Sunday, April 04, 2010

From Dorothy M. Neddermeyer, PhD, author, motivatinal speaker, and inspirational leader we have the following article:

Have you wondered what sets the highly successful people ahead of others? One key factor is keeping commitments.

It is astonishing that 90% of the world's problems result from people failing to keep their commitments. Heads of state, CEO's, family members and friends, every missed goal or uncompleted task can be traced back to someone not keeping their end of the bargain.

We all make commitments every day. Some seem small and insignificant-agreed upon time to meet, a promise to run an errand or a promise to follow-up. Others are ostensibly bigger and more important-a formal contract or legal document, etc. It is important to consider all commitments equally important, because this is the way trust is built and maintained. A person's reputation is built upon their ability to make and keep commitments. Your life will work better when commitments are carefully made and diligently kept.

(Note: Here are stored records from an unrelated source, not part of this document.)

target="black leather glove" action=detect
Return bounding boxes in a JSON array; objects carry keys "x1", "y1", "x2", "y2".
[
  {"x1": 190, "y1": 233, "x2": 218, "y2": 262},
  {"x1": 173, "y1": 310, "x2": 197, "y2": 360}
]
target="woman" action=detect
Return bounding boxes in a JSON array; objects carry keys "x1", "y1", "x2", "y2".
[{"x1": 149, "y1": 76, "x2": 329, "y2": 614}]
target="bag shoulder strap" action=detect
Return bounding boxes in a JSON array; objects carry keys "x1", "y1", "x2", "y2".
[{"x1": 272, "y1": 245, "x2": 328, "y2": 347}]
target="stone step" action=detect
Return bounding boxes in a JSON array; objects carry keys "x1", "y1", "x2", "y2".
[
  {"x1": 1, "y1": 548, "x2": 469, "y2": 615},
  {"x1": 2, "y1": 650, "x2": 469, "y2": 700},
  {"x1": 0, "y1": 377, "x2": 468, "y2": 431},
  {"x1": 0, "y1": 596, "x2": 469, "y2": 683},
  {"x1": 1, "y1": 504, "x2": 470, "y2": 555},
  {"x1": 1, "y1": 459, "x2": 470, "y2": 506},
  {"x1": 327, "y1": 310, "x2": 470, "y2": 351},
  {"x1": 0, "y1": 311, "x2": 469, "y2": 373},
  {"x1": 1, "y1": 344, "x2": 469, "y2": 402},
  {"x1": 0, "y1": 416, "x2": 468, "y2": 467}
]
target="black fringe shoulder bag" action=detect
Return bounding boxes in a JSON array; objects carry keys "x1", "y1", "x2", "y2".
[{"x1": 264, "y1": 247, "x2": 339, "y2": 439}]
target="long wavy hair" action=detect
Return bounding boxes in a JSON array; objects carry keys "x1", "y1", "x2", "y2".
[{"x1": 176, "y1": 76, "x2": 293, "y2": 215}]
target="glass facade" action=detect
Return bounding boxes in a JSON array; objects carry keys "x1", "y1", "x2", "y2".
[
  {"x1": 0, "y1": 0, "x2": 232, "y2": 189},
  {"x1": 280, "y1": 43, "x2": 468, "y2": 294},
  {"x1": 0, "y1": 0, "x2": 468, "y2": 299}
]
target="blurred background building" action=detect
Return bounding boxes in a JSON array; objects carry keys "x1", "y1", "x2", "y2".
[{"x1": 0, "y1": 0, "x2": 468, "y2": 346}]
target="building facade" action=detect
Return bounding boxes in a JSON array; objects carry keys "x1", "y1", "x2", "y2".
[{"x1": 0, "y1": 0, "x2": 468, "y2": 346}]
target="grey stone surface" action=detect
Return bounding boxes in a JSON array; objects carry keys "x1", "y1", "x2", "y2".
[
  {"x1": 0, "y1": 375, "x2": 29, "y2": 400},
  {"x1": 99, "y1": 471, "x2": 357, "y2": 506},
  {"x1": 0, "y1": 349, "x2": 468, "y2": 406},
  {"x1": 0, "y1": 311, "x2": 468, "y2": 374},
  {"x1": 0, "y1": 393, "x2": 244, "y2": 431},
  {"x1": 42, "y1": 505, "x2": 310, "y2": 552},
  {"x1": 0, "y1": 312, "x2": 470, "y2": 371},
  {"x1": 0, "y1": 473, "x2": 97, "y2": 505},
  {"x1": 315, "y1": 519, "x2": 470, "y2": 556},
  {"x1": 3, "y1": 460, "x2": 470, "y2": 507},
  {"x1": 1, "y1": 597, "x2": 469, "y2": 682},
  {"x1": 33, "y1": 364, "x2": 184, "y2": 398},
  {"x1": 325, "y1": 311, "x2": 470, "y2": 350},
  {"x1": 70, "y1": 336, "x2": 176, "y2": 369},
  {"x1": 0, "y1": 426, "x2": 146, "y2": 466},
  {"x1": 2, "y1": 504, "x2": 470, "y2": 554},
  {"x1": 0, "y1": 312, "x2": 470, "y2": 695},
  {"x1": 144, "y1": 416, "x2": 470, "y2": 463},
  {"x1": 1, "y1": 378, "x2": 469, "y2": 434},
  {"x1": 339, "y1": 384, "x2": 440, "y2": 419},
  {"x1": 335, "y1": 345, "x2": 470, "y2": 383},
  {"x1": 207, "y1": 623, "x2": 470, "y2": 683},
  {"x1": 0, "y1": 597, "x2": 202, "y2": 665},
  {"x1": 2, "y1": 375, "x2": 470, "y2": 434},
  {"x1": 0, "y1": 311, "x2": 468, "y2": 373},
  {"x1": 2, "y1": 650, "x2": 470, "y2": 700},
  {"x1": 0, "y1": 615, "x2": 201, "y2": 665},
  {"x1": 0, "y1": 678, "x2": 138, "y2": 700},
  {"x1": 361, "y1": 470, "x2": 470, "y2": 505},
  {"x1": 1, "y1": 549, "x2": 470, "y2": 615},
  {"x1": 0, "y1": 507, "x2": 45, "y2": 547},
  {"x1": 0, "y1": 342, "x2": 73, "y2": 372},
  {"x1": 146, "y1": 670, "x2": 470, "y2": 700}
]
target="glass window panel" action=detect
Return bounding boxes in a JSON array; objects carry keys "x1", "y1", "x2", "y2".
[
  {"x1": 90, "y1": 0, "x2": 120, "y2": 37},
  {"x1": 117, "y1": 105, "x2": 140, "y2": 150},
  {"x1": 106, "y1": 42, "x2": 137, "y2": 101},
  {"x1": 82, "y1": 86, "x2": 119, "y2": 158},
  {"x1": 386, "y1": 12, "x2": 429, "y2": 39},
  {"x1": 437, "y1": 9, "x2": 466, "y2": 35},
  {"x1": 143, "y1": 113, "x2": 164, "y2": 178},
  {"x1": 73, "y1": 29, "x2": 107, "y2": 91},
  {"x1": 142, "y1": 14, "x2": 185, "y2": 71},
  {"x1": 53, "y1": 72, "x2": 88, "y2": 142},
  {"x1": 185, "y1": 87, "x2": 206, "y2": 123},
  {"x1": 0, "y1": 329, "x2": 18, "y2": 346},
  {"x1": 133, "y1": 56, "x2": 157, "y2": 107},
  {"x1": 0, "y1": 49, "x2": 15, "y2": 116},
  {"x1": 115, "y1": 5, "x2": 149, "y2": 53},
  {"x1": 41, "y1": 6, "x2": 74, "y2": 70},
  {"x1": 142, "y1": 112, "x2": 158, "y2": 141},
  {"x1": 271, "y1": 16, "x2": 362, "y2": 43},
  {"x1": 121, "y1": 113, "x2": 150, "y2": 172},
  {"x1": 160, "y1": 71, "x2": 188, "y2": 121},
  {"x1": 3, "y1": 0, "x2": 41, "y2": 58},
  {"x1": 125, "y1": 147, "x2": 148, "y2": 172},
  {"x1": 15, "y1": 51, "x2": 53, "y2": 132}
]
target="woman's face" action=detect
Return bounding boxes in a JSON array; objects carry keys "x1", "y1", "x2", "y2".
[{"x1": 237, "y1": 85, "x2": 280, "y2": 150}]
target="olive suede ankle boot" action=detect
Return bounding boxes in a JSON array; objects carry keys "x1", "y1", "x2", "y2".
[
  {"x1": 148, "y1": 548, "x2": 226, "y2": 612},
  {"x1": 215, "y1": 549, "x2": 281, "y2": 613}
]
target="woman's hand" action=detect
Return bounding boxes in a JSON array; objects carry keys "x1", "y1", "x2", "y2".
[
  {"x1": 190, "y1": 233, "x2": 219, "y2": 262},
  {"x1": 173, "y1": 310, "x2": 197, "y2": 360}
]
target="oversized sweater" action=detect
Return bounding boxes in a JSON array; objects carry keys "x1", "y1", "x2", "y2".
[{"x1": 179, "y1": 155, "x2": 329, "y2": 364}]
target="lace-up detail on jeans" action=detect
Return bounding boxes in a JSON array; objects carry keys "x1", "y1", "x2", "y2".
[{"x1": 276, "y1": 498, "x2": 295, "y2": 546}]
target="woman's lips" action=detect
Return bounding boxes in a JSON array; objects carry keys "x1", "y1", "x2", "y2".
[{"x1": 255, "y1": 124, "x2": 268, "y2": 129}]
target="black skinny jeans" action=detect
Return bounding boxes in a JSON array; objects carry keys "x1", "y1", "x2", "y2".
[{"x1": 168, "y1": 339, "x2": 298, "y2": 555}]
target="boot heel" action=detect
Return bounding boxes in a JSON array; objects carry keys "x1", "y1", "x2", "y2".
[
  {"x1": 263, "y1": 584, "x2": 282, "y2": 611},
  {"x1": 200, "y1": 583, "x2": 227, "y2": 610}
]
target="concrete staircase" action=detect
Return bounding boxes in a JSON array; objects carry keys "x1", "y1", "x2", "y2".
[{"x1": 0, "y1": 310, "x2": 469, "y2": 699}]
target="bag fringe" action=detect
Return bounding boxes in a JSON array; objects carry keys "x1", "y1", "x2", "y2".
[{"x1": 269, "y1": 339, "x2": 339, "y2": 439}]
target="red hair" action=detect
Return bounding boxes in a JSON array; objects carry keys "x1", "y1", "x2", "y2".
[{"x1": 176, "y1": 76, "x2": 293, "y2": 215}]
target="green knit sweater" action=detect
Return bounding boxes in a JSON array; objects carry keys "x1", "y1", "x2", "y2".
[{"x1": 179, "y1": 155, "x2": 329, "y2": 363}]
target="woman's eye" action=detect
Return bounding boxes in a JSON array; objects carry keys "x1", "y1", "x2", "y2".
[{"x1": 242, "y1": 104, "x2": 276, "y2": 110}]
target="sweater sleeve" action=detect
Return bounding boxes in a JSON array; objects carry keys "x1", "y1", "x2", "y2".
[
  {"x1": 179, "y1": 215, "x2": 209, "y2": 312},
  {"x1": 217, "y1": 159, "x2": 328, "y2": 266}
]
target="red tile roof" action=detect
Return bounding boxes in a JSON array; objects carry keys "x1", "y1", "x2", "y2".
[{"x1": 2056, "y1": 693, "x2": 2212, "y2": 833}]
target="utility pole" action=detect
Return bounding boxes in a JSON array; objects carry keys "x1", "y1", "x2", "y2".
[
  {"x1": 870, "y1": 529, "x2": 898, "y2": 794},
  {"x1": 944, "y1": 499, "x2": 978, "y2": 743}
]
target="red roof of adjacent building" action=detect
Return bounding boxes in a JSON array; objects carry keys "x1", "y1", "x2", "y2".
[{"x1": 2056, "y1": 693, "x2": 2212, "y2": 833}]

There are five key factors in making and keeping commitments.

  1. All Commitments Are Important: When you agree to do something-do it as agreed. When you agree to meet someone, be there on time. When you fail to keep a commitment you fail yourself first and the other person second.

  2. Be Careful What You Agree To: Many people find it easier to say yes instead of no. It is far better to agree to what you can do, than saying yes to please someone at the moment and later fail your commitment because of being over-committed or because you have difficulty saying no.

  3. Manage Your Commitments: Keep a log of your commitments-Write them down. You may have great intentions, but if you forget to do what you agreed to do, the result is the same as your 'Choosing' not to keep your commitment.

  4. Renegotiate When You Are Unable to Keep Your Commitment: When you discover you are unable or unwilling to complete an agreement, go to the other party/parties and renegotiate.

  5. Manage By Agreement: Instead of telling someone to do something, ask if they would agree to doing it and by when. You have a greater chance it will get done if you ask rather than tell.

By paying careful attention to the commitments you make, tracking them and developing the habit of keeping all your commitments you will be known as a person of integrity. Your life and the world around you work in direct proportion to the quality of your commitments.



Shirley Twofeathers said...

So I wrote a good comment and lost it...

It went something like this - I find the concept of renegotiating commitments comforting, except for when I think about actually renegotiating with someone other than myself... that sounds freaking scary. I mean, what if they are disappointed in me? or annoyed? or upset?

Also liking this: Your life will work better when commitments are carefully made and diligently kept.

And wondering what would happen if I made a list of my previously made commitments to myself... and then CAREFULLY renegotiated them... paying special attention to how many hours there are in the day, and if it's something I actually WANT to do... how would my life change if I then KEPT those commitments come hell or high water...

Oh, hey! This sounds like something I coulc post about tomorrow. I think I will!